Security Experts:

Connect with us

Hi, what are you looking for?


Endpoint Security

Sophos, ReversingLabs Release 20 Million Sample Dataset for Malware Research

Sophos and ReversingLabs on Monday announced SoReL-20M, a database of 20 million Windows Portable Executable files, including 10 million malware samples.

Sophos and ReversingLabs on Monday announced SoReL-20M, a database of 20 million Windows Portable Executable files, including 10 million malware samples.

Aimed at driving security improvements across the industry, the database provides metadata, labels, and features for the files within, and enables interested parties to download the available malware samples for further research.

Containing a curated and labeled set of samples and relevant metadata, the publicly-accessible dataset is expected to help accelerate machine learning research for malware detection.

Although machine learning models are built on data, the field of security lacks a standard, large-scale dataset that all types of users (ranging from independent researchers to laboratories and corporations) can easily access, which has so far slowed down advancement, Sophos argues.
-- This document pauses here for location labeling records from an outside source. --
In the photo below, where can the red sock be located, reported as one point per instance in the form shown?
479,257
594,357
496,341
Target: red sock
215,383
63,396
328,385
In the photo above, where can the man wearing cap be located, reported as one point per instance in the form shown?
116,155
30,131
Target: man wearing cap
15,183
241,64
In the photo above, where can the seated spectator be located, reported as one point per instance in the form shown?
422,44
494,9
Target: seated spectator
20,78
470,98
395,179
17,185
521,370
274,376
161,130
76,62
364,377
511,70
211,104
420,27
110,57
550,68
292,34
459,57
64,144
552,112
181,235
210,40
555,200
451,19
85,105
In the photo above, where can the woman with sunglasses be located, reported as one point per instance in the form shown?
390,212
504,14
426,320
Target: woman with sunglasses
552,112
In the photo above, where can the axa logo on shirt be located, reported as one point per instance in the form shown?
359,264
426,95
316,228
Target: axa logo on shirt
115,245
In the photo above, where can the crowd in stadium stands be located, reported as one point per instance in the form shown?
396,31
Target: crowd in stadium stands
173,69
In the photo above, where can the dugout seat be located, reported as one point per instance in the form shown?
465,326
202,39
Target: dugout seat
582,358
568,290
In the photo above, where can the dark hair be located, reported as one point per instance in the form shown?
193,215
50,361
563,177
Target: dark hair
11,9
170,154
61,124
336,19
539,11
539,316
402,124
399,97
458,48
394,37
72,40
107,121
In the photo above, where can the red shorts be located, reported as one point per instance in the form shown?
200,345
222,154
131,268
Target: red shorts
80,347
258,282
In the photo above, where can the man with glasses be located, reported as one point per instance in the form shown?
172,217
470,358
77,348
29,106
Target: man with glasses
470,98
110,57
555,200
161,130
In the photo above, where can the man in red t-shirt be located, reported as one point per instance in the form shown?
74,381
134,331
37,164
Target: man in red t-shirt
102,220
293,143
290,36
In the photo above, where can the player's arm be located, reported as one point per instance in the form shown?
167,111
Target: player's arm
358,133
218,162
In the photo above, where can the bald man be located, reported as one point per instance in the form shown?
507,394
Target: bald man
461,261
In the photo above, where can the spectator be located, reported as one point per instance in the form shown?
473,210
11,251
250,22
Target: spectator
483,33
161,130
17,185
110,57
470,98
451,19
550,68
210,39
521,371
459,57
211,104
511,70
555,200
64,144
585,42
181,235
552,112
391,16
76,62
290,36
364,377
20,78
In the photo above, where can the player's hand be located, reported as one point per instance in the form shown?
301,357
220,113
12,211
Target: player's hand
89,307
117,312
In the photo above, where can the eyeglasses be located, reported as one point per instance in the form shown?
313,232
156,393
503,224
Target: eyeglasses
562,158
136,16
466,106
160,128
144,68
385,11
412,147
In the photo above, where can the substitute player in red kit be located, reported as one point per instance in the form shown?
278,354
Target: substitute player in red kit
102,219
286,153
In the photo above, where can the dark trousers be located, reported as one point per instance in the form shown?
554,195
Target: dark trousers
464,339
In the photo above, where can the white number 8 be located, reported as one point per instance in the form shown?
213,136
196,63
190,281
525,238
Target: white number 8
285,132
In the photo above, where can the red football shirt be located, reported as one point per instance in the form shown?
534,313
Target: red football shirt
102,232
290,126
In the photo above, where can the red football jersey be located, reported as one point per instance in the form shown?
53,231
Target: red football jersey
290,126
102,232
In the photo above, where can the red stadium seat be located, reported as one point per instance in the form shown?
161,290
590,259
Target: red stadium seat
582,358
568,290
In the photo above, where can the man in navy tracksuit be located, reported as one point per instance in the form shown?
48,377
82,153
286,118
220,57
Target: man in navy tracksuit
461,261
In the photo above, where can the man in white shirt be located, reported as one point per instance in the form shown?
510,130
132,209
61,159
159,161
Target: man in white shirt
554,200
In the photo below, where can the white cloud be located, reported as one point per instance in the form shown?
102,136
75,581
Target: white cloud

“Obtaining a large number of curated, labeled samples is both expensive and challenging, and sharing data sets is often difficult due to issues around intellectual property and the risk of providing malicious software to unknown third parties. As a consequence, most published papers on malware detection work on private, internal datasets, with results that cannot be directly compared to each other,” the company says.
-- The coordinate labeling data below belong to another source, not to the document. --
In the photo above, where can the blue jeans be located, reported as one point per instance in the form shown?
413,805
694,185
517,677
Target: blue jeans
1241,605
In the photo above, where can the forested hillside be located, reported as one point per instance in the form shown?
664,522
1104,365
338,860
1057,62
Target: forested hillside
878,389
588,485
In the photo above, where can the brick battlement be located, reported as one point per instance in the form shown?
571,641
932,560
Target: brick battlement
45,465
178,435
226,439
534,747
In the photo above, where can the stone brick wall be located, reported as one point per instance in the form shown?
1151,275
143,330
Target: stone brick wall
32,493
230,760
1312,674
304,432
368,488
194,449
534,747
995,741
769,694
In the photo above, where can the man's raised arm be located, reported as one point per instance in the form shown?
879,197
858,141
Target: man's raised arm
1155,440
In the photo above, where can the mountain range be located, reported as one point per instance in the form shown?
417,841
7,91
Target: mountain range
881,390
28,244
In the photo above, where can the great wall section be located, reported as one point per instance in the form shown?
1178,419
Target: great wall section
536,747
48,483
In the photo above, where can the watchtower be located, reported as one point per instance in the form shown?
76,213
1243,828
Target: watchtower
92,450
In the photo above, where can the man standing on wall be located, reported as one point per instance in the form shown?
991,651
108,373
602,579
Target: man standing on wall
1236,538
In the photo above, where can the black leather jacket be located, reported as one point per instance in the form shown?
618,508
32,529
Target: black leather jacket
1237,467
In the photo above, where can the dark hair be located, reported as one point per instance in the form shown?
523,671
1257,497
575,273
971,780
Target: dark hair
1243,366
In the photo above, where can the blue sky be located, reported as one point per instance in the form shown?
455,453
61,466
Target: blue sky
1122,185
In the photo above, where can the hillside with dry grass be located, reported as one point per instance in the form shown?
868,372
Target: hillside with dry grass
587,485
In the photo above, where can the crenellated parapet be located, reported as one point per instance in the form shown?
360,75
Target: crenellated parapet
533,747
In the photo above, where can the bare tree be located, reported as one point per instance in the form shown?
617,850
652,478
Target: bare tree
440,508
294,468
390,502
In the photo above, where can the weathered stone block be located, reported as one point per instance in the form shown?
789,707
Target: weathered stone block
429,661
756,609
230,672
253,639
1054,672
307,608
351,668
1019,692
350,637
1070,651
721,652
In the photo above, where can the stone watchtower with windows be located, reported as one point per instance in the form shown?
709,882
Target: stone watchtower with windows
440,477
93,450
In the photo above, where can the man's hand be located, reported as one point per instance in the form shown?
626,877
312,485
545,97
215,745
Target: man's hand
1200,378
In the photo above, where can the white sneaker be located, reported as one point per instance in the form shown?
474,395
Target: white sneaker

A production-scale dataset covering 20 million samples, including 10 million disarmed pieces of malware, the SoReL-20M dataset aims to address the problem.

For each sample, the dataset includes features that have been extracted based on the EMBER 2.0 dataset, labels, detection metadata, and complete binaries for the included malware samples.

Additionally, PyTorch and LightGBM models that have already been trained on this data as baselines are provided, along with scripts needed to load and iterate over the data, as well as to load, train, and test the models.

Given that the malware being released has been disarmed, it would require “knowledge, skill, and time to reconstitute” and run, Sophos says.

The company does admit that there is a chance that skilled attackers would learn from these samples or use them to create attack tools, but argues that there “are already many other sources attackers could leverage to gain access to malware information and samples that are easier, faster and more cost effective to use.”

Thus, the company believes that the disarmed samples are more valuable to security researchers looking to advance their independent defenses.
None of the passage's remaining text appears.